The other plants, snails, and shrimp all seem fine.

Tank Specs:
1 gallon jar
1" MTS
1.5" Saf-T-Sorb
Cabomba
Creeping Jenny
Unidentified Anubias
L. Repens
chain sword
unknown floaters and floating riccia
4 or so ramshorn snails
2 cherry shrimp


----------



## Seattle_Aquarist (Mar 7, 2008)

Hi chrislewistx,

It sound like you ran out of available nitrogen to the plants. MG Organic Choice Potting Mix does have some time-release fertilizer but that is quite a few plants in the 1 gallon container. Also, my experience has been that the faster growing plants will show the nutrient deficiency first; and L. repens is a fast grower.


----------



## Michael (Jul 20, 2010)

I will very respectfully disagree with Roy on this one. It would be quite surprising for a 1.5" layer of soil to become exhausted in so short a time. Plus nutrients (especially nitrogen) are being added all the time when you feed.

I don't know for sure what is happening to the ludwigia. But 1.5" is a pretty deep soil layer for a 1 gal container, and it could be anaerobic if the chain sword roots haven't penetrated it yet. Also, it is extremely easy to overfeed with small aquaria--I wiped out a previously thriving shrimp colony that way. I suspect that the animals hanging at the surface was due to one of those factors, and is unrelated to the ludwigia decline.

The ludwigia may still be adjusting to the new environment. Or it may be that for unknown reasons, that species is not going to thrive in that particular tank. If the other plants and animals continue to do well, you might just accept the loss of the ludwigia in this case.

You can always get some more from me, lol.


----------



## chrislewistx (Jun 8, 2012)

Thanks for the responses guys. We will see what happens over the course of time.

I only feed every two or three days since there are only a few Ramshorn snails and 2 cherry shrimp. 

I did go back and actually measure the substrate instead of going off memory. There are two inches total. From looking at the layers through the glass there is 1" of MTS and 1" of SafTSorb. For future record, how deep of each substrate component would you use for a small container? Also, how deep would you make the substrate for say a 20 gallon tank?

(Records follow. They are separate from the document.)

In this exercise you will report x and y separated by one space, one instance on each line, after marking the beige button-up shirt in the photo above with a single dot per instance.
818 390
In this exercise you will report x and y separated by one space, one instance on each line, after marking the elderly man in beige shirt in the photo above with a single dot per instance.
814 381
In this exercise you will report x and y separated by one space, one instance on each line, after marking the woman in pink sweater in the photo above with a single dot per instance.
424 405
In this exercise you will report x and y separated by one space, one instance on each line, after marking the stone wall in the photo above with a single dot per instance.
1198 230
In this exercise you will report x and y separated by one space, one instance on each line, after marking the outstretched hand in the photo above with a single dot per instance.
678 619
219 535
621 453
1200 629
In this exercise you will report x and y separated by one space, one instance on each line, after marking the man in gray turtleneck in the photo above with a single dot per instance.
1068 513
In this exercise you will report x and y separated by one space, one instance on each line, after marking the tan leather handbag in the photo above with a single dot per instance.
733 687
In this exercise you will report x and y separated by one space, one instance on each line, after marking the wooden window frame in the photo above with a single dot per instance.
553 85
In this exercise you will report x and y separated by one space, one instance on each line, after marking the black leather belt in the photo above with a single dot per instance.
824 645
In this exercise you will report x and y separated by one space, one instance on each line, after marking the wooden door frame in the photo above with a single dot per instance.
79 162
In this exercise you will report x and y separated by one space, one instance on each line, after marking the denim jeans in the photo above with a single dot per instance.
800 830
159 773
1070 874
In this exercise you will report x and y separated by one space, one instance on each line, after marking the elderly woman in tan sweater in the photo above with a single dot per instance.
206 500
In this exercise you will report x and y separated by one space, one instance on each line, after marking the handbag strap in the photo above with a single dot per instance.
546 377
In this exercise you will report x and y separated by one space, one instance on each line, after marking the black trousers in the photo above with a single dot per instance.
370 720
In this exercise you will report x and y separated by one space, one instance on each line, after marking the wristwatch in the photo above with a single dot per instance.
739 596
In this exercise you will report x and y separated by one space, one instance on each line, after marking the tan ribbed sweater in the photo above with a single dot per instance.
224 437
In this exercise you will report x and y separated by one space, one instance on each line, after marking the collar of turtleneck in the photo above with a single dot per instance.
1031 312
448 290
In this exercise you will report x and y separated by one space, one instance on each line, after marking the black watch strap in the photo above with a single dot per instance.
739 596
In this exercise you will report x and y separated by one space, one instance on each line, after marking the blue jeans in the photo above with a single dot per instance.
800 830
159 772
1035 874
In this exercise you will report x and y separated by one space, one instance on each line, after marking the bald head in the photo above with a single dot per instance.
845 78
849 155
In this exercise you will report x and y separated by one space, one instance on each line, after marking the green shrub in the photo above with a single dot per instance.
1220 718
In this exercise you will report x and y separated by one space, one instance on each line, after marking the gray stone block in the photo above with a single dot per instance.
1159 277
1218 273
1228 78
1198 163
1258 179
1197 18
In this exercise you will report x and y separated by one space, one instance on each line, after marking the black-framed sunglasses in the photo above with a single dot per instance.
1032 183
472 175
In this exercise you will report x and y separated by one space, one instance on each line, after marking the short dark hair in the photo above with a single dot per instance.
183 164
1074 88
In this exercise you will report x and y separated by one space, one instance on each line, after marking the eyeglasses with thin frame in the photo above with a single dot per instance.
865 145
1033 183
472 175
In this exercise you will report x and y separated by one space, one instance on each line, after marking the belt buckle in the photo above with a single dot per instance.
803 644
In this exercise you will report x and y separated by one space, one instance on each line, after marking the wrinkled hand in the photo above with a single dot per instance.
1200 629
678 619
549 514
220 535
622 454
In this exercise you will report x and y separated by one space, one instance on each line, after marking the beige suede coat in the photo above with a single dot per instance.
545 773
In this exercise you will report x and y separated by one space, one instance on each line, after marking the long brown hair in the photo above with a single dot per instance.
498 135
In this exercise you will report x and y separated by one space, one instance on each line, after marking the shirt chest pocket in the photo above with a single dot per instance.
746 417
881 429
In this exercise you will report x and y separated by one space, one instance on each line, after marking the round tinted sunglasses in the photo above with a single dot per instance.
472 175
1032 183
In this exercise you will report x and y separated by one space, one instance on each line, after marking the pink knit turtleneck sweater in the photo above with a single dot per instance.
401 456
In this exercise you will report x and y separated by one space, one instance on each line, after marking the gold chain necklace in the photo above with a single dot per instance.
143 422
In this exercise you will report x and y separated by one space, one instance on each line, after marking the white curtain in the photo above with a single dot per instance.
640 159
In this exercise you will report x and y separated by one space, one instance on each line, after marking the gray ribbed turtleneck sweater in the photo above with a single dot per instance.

This weekend I added some Hygrophila Polysperma Sunset to see what would happen to it. I haven't seen the snails and shrimp sitting at the top of the water column anymore either. 

I am really interested to see if this IKEA LED light will continue to grow the plants. I have seen no noticeable decline in growth or color since changing over to the LED fixture. Also, the visual light from it is actually brighter and makes viewing the container better for me. 

Thanks for your help.


----------